Salon columnist and neurologist Richard Burton discusses a recent study that is going to make those decisions that much more complicated. British and Belgian neuroscientists recently demonstrated that one of their patients

was consciously aware of herself and her surroundings, and was willfully following instructions given to her, despite her diagnosis of a vegetative state.

While in an MRI machine, she was asked to do some basic mental tasks, from simply relaxing to imagining herself navigating her home. The results were compared that that of a healthy person, free of brain injury. Turns out the PVS patients saw brain activity in the same areas of the brain as the healthy individual. Her brain firing in the same way in now way implies that she consciously recognized completing the tasked of her. As Burton points out, that patient is basically functioning on autopilot, much like we all do driving to and from common destinations.

I liken it to training the family dog. Think about how quickly a dog learns its name.
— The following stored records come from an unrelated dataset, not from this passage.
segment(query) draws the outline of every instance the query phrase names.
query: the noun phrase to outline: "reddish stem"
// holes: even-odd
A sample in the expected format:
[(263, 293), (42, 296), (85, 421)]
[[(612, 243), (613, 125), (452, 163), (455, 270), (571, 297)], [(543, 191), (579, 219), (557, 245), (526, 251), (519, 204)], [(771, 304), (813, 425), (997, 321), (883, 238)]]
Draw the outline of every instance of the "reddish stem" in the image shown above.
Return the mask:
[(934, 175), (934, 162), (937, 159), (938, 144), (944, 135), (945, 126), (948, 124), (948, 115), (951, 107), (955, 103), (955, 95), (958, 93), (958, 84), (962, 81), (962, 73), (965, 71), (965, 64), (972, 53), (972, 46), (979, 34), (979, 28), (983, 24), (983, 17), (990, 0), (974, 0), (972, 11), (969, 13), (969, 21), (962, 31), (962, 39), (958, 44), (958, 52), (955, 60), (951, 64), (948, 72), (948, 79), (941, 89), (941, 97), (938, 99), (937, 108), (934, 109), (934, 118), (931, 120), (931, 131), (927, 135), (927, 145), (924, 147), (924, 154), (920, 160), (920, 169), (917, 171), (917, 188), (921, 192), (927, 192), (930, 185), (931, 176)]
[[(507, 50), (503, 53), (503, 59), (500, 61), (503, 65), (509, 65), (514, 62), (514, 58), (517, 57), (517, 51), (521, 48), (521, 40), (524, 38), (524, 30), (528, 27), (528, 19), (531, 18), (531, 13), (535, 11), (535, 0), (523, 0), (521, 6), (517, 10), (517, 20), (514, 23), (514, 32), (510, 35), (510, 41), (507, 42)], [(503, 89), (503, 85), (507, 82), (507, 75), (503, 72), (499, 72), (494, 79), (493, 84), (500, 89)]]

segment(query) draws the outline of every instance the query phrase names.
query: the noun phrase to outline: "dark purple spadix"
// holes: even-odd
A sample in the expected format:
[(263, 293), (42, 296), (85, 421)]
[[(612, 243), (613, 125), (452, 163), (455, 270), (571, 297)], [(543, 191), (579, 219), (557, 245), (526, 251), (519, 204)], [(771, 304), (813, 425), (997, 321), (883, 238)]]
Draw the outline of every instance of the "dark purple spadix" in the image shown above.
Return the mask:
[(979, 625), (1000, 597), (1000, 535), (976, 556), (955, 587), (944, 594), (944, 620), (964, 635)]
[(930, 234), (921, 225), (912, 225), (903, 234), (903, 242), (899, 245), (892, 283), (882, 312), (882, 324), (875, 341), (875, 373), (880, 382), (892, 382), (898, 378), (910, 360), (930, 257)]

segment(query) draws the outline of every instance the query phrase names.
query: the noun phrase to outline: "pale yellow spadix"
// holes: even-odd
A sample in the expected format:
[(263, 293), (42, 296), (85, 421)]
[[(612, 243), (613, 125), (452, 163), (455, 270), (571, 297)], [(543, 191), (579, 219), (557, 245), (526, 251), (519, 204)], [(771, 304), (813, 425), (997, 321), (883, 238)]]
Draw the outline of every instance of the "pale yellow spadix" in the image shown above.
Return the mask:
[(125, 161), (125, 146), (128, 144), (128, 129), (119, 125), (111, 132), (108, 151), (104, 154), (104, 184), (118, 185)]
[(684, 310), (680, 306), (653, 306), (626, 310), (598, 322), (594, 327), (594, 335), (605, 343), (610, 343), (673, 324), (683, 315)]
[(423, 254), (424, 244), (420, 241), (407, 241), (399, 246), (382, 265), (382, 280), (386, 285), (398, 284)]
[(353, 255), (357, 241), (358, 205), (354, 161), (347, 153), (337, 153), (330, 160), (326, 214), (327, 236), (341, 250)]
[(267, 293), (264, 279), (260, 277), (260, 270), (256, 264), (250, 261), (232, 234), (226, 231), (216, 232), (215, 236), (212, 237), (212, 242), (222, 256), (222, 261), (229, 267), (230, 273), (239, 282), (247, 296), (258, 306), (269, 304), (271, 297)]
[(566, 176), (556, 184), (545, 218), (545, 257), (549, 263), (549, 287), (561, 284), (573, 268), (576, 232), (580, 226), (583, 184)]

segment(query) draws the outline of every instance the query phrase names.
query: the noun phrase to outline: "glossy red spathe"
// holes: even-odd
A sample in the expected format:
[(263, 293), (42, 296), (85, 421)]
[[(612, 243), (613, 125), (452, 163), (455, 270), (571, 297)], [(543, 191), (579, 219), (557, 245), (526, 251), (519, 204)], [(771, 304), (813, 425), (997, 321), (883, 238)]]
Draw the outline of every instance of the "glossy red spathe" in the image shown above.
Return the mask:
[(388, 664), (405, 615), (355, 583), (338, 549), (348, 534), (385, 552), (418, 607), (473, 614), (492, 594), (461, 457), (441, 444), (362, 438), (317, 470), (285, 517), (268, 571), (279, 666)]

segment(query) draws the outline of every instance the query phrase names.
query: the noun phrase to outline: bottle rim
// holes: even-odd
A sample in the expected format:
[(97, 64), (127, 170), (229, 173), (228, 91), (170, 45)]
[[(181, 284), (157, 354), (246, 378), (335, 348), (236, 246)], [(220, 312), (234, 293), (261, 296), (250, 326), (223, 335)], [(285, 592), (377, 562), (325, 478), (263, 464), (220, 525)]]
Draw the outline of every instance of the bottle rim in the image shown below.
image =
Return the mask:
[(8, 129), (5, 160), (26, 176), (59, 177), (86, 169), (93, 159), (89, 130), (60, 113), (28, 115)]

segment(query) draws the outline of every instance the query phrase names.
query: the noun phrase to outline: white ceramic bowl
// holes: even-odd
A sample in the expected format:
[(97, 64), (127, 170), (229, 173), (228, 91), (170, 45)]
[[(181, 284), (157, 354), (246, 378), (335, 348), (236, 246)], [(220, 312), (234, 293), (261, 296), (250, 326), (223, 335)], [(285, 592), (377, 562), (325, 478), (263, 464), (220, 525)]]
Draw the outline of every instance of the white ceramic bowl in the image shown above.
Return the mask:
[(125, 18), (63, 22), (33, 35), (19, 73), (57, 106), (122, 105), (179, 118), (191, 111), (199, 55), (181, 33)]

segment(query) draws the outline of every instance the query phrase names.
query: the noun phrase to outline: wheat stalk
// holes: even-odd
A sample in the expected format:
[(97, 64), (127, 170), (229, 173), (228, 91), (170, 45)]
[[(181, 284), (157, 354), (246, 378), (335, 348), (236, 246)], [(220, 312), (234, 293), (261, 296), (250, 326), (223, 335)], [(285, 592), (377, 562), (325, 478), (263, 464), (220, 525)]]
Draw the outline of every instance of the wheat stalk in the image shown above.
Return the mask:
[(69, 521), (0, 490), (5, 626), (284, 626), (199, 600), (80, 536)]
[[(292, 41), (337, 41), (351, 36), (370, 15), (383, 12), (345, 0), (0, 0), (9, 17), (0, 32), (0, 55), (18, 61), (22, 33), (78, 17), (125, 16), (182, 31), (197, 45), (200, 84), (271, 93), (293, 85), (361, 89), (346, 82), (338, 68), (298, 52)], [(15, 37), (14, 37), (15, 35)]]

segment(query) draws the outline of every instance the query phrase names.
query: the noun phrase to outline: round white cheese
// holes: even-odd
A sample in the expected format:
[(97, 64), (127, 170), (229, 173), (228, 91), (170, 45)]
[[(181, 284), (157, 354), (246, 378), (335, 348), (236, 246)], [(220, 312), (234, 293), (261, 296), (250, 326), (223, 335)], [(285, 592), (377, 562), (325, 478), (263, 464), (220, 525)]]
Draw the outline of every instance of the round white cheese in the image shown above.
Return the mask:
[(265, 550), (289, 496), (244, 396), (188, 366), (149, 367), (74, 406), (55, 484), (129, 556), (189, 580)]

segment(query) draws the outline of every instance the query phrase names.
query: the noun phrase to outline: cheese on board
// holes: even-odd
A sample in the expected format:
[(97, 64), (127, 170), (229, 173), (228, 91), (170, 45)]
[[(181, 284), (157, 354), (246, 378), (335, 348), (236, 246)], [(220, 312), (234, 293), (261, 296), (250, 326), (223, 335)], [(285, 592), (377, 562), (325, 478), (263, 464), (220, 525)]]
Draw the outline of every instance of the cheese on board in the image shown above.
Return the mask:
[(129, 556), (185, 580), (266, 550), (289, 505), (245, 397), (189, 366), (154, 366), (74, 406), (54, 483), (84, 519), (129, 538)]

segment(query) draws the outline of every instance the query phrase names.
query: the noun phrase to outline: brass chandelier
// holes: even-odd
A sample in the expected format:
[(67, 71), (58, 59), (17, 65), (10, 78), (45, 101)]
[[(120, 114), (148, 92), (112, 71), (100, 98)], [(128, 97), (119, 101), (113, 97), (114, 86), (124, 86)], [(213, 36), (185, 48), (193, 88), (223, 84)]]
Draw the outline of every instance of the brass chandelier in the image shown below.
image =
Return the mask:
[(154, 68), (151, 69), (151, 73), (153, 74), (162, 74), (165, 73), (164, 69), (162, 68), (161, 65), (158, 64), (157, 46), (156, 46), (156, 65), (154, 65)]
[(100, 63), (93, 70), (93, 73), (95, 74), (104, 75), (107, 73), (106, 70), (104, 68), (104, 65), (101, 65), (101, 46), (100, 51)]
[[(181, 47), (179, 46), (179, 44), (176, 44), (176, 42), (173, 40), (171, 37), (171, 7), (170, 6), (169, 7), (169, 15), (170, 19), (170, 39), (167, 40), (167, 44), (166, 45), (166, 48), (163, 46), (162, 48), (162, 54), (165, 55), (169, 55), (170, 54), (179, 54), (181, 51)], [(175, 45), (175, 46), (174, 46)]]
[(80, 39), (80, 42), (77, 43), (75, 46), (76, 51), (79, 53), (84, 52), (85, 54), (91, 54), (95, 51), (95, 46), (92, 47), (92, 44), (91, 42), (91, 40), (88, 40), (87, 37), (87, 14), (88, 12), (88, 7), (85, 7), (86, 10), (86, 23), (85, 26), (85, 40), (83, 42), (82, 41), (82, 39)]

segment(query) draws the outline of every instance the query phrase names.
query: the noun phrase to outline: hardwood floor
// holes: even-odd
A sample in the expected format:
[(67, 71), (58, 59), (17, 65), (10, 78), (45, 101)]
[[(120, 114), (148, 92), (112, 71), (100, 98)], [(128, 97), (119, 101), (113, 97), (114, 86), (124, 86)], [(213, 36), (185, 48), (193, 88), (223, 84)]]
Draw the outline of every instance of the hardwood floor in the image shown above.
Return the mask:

You could be having a run of the mill conversation with someone else, but when “Lucky” hears his name, whether in or out of context, “Lucky” is at attention. In obedience classes, trainers stress the importance of short commands. Hence the common sit, stay, roll over, settle commands. While your dog may pick up on the tone of your voice, he’s basically hearing, “Lucky, blah blah blah blah sit blah blah.” He’s been trained to associate those words to self-identify and to do do a particular action, the neurons are taught to fire in a certain way when given those commands.

Could it be much the same with a PVS patient? Words triggering neurons in an automated fashion? Will these findings encourage families to keep Uncle Steve alive in a misguided belief that if the neurons are still firing, Uncle Steve is still in there struggling to get out? At what point does quality of life mean more than life itself?